Ritratto di Pierre Hombrebueno
Autore Pierre Hombrebueno :: 7 Luglio 2015

Per festeggiare i suoi 30 anni di attività, la Settimana della Critica, sezione parallela del Festival di Venezia, avrà come ospite speciale Peter Mullan, di cui verrà riproiettato "Orphan", vincitore nel 1998

Peter Mullan

Compie 30 anni la Settimana Internazionale della Critica, sezione parallela del Festival di Venezia dedicata agli esordienti. Per festeggiare in grande, il Sindacato Nazionale Critici Cinematografici Italiani ha deciso di votare la Miglior Opera Prima passata in rassegna negli ultimi trent'anni, e il vincitore è Orphans, pellicola di Peter Mullan presentata nel 1998. Al centro delle vicende, quattro giovani fratelli che dovranno affrontare le proprie paure e i propri tormenti durante una notte tempestosa.
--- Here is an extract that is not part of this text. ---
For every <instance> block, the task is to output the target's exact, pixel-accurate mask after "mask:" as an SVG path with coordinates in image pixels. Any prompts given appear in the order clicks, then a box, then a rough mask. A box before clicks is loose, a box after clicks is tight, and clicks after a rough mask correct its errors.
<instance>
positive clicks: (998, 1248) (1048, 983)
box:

Evidentemente, il battesimo al SIC ha portato parecchia fortuna a Mullan, dato che il suo successivo film arrivato nel 2002, Magdalene, ha poi conquistato il Leone d'oro. Così, il cineasta ha deciso di tornare proprio nel luogo dove tutto è iniziato: sarà dunque lui l'ospite speciale di quest'anno, e i fan possono già iniziare a festeggiare. Ricordiamo, infatti, che oltre ad essere un regista pluripremiato, Mullan è anche (e sopratutto) un attore richiestissimo, vantando una carriera che comprende pellicole come My name is Joe (Ken Loach), Piccoli omicidi tra amici (Danny Boyle), Braveheart (Mel Gibson), I figli degli uomini (Alfonso Cuaron), War Horse (Steven Spielberg) e Top of the Lake (Jane Campion).

Mullan sarà presente per incontrare pubblico e stampa durante la serata d'apertura del SIC prevista il 3 settembre, durante la quale verrà riproiettata anche Orphans, in modo da farla conoscere al pubblico più giovane che magari ha iniziato a masticare cinema solamente in questi ultimi tempi.
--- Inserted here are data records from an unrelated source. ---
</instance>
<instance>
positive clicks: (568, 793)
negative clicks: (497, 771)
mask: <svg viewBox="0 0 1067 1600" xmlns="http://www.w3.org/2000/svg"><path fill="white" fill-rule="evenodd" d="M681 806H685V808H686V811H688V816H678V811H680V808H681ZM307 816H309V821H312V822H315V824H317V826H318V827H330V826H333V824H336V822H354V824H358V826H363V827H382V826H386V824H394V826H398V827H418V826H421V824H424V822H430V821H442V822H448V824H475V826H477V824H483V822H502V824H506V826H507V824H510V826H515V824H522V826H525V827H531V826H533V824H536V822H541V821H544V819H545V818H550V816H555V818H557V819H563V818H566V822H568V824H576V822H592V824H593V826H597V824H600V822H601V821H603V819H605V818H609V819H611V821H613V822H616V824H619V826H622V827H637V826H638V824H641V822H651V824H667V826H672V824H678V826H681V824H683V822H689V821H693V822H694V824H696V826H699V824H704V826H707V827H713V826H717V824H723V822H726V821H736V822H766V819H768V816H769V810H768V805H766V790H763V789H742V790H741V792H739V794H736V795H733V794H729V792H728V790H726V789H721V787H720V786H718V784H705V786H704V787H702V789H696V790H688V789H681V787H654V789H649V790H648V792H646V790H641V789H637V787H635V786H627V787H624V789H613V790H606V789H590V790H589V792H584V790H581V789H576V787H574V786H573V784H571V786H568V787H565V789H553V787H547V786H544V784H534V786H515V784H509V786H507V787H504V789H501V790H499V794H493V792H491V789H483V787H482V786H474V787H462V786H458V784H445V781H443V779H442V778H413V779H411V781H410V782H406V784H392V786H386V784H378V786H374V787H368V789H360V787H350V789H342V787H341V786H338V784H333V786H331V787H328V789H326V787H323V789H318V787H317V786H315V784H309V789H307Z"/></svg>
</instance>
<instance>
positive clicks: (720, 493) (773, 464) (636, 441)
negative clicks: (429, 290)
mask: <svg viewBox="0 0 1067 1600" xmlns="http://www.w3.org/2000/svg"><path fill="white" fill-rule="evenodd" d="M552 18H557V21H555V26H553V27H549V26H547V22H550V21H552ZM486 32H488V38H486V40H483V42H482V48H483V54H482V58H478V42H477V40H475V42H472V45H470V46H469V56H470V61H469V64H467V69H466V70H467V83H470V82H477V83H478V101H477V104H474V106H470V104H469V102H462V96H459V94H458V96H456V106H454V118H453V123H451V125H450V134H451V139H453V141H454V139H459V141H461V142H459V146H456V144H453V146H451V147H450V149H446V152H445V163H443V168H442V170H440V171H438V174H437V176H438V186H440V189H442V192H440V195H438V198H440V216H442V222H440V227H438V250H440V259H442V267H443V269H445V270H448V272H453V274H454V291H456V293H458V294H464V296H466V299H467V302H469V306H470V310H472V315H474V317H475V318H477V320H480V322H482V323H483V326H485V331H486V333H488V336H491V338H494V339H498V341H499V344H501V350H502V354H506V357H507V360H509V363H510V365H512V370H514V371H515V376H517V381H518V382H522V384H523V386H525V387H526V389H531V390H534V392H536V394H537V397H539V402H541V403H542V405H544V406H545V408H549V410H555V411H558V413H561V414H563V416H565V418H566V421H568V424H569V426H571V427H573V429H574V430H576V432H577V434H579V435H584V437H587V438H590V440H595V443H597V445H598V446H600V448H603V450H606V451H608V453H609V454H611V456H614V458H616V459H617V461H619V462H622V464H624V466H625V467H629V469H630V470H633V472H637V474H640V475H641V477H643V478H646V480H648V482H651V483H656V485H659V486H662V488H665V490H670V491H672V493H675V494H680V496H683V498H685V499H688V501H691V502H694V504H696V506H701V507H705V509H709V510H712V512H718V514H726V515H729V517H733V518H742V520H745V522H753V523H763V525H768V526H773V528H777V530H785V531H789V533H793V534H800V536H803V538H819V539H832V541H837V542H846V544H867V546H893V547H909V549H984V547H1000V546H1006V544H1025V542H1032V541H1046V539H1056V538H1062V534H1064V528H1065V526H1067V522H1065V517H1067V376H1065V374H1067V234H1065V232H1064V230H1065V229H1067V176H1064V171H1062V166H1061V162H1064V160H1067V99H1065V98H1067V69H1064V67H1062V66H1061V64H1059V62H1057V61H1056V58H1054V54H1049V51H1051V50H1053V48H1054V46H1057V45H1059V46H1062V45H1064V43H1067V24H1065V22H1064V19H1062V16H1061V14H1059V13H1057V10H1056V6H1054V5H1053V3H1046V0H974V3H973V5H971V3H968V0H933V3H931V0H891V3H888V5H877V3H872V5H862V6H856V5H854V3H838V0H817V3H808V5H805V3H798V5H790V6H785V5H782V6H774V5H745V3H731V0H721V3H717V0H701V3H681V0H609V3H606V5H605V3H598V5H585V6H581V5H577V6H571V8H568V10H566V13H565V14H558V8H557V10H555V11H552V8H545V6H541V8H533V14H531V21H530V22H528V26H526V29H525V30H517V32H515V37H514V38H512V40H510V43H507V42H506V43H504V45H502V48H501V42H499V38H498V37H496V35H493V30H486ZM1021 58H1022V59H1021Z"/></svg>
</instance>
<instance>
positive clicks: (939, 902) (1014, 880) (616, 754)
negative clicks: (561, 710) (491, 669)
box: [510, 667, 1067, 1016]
Tra le altre pellicole che in questi 30 anni hanno vinto alla sezione, possiamo citare La stazione di Sergio Rubini, Let's get lost di Bruce Weber, Vito e gli altri di Antonio Capuano, Tano da morire di Roberta Torre, Mondo grùa di Pablo Trapero, Tornando a casa di Vincenzo Marra, Guida per riconoscere i tuoi santi di Dito Montiel e Zoran – Il mio nipote scemo di Matteo Oleotto. Il più grande scandalo? La sconfitta di Gummo di Harmony Korine nel '97!

[Leggi anche: Festival di Venezia 2015: Ecco i film più papabili]

In attesa, ricordiamo che Peter Mullan si trova attualmente come doppiatore sul set dell'atteso Il libro della giungla, dove affianca un ricchissimo cast che comprende, tra gli altri, Christian Bale, Benedict Cumberbatch, Cate Blanchett, Andy Serkis, Naomie Harris ed Eddie Marsan.